3.2.2. Security risks during transmitting phase
During the data transmission process, Zeller [24] described the Aurora attack, where attackers can arbitrarily open or close generator circuit breakers, causing asynchronous power generation and subsequently inducing power grid oscillations. Liang et al. [25] introduced an FDIA that induces physical line overloads, thereby compromising critical grid components such as protective relays, circuit breakers, and SCADA systems. Yuan et al. [26] defined a specific type of FDIA as Load Redistribution Attack (LRA), which can manipulate the load distribution of the power grid. Soltan and Zussman [27] discussed line outage concealment attack, where the attacker first cause short-term damage such as voltage violations and line overloads, then hide their attack actions by covering measurements in the attacked area through Denial of Service (DoS) or FDIAs.

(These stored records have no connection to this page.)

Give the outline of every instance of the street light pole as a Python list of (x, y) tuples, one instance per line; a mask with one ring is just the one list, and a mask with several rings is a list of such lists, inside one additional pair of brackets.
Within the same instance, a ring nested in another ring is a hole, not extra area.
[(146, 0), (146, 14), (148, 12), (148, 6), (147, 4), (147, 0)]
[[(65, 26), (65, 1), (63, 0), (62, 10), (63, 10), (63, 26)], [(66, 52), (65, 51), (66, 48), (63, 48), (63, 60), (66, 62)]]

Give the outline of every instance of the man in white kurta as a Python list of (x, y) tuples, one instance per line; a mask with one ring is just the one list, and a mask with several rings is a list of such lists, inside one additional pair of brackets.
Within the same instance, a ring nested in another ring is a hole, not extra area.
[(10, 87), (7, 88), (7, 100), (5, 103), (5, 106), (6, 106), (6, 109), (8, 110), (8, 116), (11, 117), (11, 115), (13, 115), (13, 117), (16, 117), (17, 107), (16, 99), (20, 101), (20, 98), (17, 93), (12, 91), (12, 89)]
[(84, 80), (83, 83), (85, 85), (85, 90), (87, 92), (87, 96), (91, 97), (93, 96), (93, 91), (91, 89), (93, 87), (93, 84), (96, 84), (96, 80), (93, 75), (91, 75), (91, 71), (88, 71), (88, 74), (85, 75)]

3.2.3. Security risks in DecisionMaking and Controlling phases
In the DecisionMaking and Controlling phases, Choi et al. [28] discussed the use of DoS attack to flood target networks with false traffic, making it difficult for photovoltaic system control servers to operate normally. Zhao et al. [29] analyzed stealthy attack in smart grids based on consensus protocols. References [30] and [31] mentioned that attackers can enter the SCADA system through methods such as spear-phishing attack, watering hole attack, SQL injection, weak passwords, buffer overflows, and command injection, directly controlling the program interface of the substation system with malicious code, or controlling power equipment by fabricating and tampering with instructions with malicious code.
Taxonomy of cyber-physical attacks in STDC loops
New power systems face diverse cyber-physical threats across the STDC loop, as summarized in Table 2. These attacks exploit vulnerabilities in both cyber and physical domains, leading to cascade failures or operational disruptions. Through the above analysis, it is evident that new power systems face various traditional security risks in the STDC broad closed loop. These risks not only affect the integrity and reliability of data but can also pose a serious threat to the stable operation of the power system. In the following sections, we will explore the new risks faced by the new power system under the integration of GGLS and further discuss how to synthesize these risks to develop effective defense strategies in the conclusion.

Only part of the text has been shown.